Selon un sondage publié par Le Journal du Dimanche en France, le 30 novembre 2023, la moitié des Français ne fait pas confiance à la Justice de son pays. La France, où un ministre de la justice en exercice, Éric DUPONT-MORETTI, était jugé par la Cour de la Justice de la République pour avoir diligenté des enquêtes contre plusieurs magistrats avec qui il avait eu des différends durant sa carrière d’avocat.
Par Maître Ben Ali AHMED, l’un des avocats d’Achmet Saïd Mohamed,
Vous imaginez le fossé qui sépare la France et les Comores. Sans doute, plus de 70 pour cent de la population exprimerait de la méfiance envers les juges, les avocats, les huissiers et les notaires. La méfiance serait particulièrement marquée chez les sondés de moins de quarante ans qui constatent avec désarroi au quotidien que tout s’achète et tout s’arrange avec les hommes de lois.
Le procureur de la République de Moroni vient de faire la démonstration parfaite que l’ensemble de l’appareil judiciaire est au service du régime d’Azali dans un communiqué lu le 11 janvier 2024 :
« Dans un souci de réconciliation nationale et d’instauration d’un climat politique apaisé, les mesures prises au cours de la poursuite ont été allégées afin de permettre aux personnes recherchées de revenir et de participer à la vie politique de manière constructive ».
Vous constaterez que le procureur de la République est sorti de sa compétence légale et fait de la politique. La loi ne l’autorise pas à s’occuper des questions de réconciliation nationale et des conditions politiques permettant aux opposants de participer aux élections du 14 janvier 2024. Mais par opportunisme politique, il a suspendu la mise en exécution des mandats d’arrêt lancés contre Achmet Said Mohamed et les opposants qui se trouvent sur le territoire national pour pouvoir les faire chanter plus tard. À travers l’arrestation de monsieur Achmet Said Mohamed le 9 janvier 2024, on s’aperçoit que le procureur de la République agit au nom et pour le compte de l’actuel régime politique aux Comores et à visage découvert.
I – Revendication assumée de la proximité entre l’autorité judiciaire et l’exécutif comorien
Il fut un temps où les instructions de l’exécutif aux juges étaient discrètes afin de donner un semblant d’impartialité des magistrats et d’indépendante de la justice de manière générale.
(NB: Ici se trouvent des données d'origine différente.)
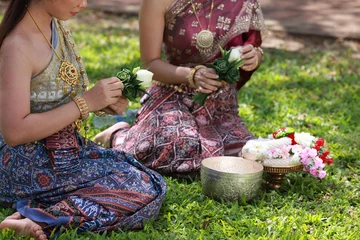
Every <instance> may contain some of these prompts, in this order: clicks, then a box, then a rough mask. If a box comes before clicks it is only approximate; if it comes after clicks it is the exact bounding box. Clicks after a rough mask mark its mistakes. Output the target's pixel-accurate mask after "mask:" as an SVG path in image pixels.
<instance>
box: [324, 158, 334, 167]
mask: <svg viewBox="0 0 360 240" xmlns="http://www.w3.org/2000/svg"><path fill="white" fill-rule="evenodd" d="M326 160H327V161H326V162H327V164H329V165H331V164H333V162H334V159H333V158H327V159H326Z"/></svg>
Depuis toujours, il se murmurait des gestes de complaisances de la justice vis-à-vis d’une catégorie socioprofessionnelle, parce que telle affaire concernerait un proche du pouvoir ou certains amis des juges. Mais, nous pensions que le procureur de la République allait lancer des poursuites judiciaires contre les hommes politiques au sommet de l’État, mis en cause pour des faits de corruption active dans l’affaire Nazra. Le trouble à l’ordre public manifestement excessif provoqué par cette affaire n’a pas justifié, non plus, un point de presse du procureur de la République.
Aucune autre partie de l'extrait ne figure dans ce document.